We also plan to improve the TBM’s reasoning components. We selected the current method for each reasoning component based on the trade-off between capabilities and real-time execution. We will examine additional reasoning capabilities and algorithms to identify those that provide the most benefit to the TBM. For example, it would be beneficial for the TBM to execute team tactics, but it may also be necessary to add a reasoning component that identifies when the enemies are using team tactics.
Conclusions
We presented a method for distributed discrepancy detection in a goal reasoning agent. The agent, the Tactical Battle Manager, controls an unmanned aerial vehicle in a simulated beyond-visual-range air combat domain using behavior recognition, goal management, planning, and prediction. Discrepancy detection allows the TBM to respond to unexpected events, opportunities, or failures in the reasoning components. We examined four types of discrepancies: Incoming Missile, Model Changed, Flanking Hostile, and Expectations Violated. The distributed discrepancy detection framework is beneficial because it allows discrepancy detectors to be easily added, and provides a clear separation between the implementations of the discrepancy detectors and reasoning components.

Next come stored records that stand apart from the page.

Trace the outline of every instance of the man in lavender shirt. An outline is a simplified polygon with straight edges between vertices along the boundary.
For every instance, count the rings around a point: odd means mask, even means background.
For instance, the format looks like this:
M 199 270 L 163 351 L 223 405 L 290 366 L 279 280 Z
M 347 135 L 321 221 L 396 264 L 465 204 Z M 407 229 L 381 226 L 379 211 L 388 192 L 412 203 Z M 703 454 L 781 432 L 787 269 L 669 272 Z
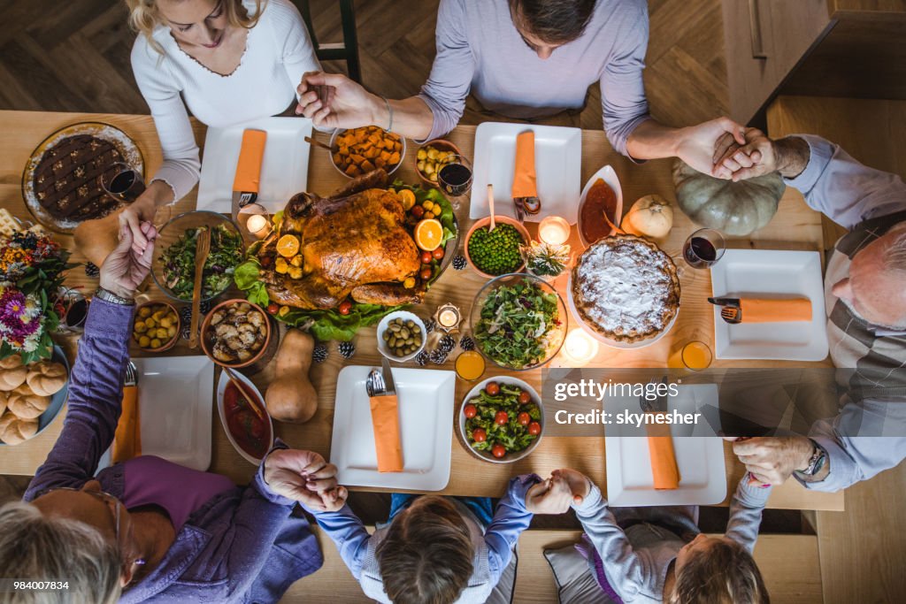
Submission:
M 275 602 L 323 561 L 296 502 L 321 512 L 345 502 L 336 468 L 321 455 L 278 442 L 247 487 L 150 455 L 95 476 L 120 416 L 132 295 L 157 236 L 149 223 L 140 228 L 150 244 L 133 249 L 124 226 L 101 269 L 66 420 L 29 503 L 0 507 L 3 572 L 72 579 L 70 590 L 43 594 L 47 602 L 112 602 L 120 591 L 120 602 Z
M 456 127 L 469 93 L 500 116 L 544 120 L 581 110 L 598 82 L 604 130 L 623 155 L 676 156 L 709 173 L 722 134 L 742 142 L 742 127 L 727 118 L 681 129 L 651 119 L 641 76 L 646 0 L 441 0 L 436 35 L 419 95 L 387 101 L 344 76 L 308 73 L 296 112 L 316 126 L 377 124 L 428 140 Z

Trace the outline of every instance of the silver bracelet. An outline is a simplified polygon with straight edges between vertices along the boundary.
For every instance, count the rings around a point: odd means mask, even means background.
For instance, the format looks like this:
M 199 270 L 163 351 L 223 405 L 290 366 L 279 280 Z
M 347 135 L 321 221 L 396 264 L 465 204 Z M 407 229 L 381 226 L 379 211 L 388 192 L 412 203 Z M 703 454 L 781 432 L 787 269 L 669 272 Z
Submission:
M 390 114 L 390 124 L 387 126 L 387 131 L 393 131 L 393 108 L 390 107 L 390 101 L 387 100 L 387 97 L 381 95 L 381 99 L 384 100 L 384 104 L 387 105 L 387 112 Z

Our empirical study demonstrated that discrepancy detection improves the TBM’s mission performance, with improvements increasing as the number of agents in the environment increases. Increasing the number of agents in the environment makes the reasoning components’ tasks more difficult due to adversarial behavior, uncertainty, and complex dynamics. However, the TBM’s ability to detect and respond to discrepancies allows the reasoning components to react to the changing environment and correct any erroneous or outdated assumptions.
Footnotes
Acknowledgements
Thanks to OSD ASD (R&E) for supporting this research. Thanks also to our subject matter experts for their many contributions.